In 2015, Cosby was accused of drugging and molesting Andrea Constand at his estate in 2004. Cosby was charged for the alleged attack days before the statute of limitations expired. The jury found Cosby guilty and sentenced him to serve three to ten years in a maximum-security prison. Cosby’s prosecution shocked the public because he was previously one of America’s most beloved dads. His conviction marked the first of many high profile #MeToo convictions.
Cosby’s release stems from prosecutorial misconduct. Former Montgomery County District Attorney, Bruce Castor, offered immunity to Cosby in exchange for his testimony in a civil case filed by Constand. Constand had slim chances of prevailing in the civil case unless Cosby testified. Once he obtained criminal immunity, Cosby admitted to using drugs on women and having a sexual relationship with Constand.

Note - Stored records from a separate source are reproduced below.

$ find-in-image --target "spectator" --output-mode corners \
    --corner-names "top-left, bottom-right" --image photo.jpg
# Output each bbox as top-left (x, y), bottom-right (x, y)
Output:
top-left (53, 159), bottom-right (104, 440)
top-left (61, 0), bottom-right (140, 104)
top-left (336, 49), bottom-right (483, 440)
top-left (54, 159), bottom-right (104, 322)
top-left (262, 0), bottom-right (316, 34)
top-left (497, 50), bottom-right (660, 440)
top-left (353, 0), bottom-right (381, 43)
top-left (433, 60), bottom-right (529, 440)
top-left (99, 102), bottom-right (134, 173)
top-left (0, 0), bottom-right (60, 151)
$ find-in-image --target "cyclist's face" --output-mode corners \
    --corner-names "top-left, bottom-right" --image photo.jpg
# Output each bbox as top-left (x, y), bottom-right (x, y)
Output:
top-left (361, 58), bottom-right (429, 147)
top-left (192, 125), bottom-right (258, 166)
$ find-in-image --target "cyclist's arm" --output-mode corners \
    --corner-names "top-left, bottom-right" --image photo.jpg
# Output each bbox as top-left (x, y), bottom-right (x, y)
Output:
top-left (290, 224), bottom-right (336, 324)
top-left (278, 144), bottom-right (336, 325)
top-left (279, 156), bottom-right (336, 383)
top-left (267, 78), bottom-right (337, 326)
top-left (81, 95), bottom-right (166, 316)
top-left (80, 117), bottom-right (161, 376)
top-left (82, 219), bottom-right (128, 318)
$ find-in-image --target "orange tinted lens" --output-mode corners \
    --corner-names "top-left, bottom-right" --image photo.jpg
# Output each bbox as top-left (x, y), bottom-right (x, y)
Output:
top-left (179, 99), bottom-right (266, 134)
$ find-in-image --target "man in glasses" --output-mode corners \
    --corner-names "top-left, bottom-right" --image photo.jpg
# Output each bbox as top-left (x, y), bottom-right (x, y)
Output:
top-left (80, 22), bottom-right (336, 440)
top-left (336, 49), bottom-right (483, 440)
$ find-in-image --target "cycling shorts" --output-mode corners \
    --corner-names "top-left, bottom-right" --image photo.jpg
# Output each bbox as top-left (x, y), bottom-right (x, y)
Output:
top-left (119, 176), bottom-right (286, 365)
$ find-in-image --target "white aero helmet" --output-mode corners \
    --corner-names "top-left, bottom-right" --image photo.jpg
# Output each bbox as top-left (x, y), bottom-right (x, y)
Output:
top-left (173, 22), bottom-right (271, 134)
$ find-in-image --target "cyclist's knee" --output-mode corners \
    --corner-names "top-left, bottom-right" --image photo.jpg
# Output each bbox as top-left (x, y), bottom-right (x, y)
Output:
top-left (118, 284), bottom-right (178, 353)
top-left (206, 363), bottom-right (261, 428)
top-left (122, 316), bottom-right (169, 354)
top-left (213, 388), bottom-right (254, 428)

Kevin Steele, a successor of Castor, brought charges against Cosby in violation of the prior immunity agreement involving Constand’s allegations. Steele used Cosby’s prior civil testimony in the 2018 criminal trial. After considering this sequence of events, the Pennsylvania Supreme Court ruled that Cosby’s testimony in the civil case should not have been used to prosecute him. This violated Cosby’s Fifth Amendment right not to incriminate himself, thus paving the way for overturning his conviction.
Implications of the Ruling
The public expressed shock about the overturned decision. However, legal experts agree that given their unique position in the criminal justice system, prosecutors must be bound by their agreements. Kevin Steele’s actions in violating Cosby’s immunity agreement violated the maxim that a deal is a deal.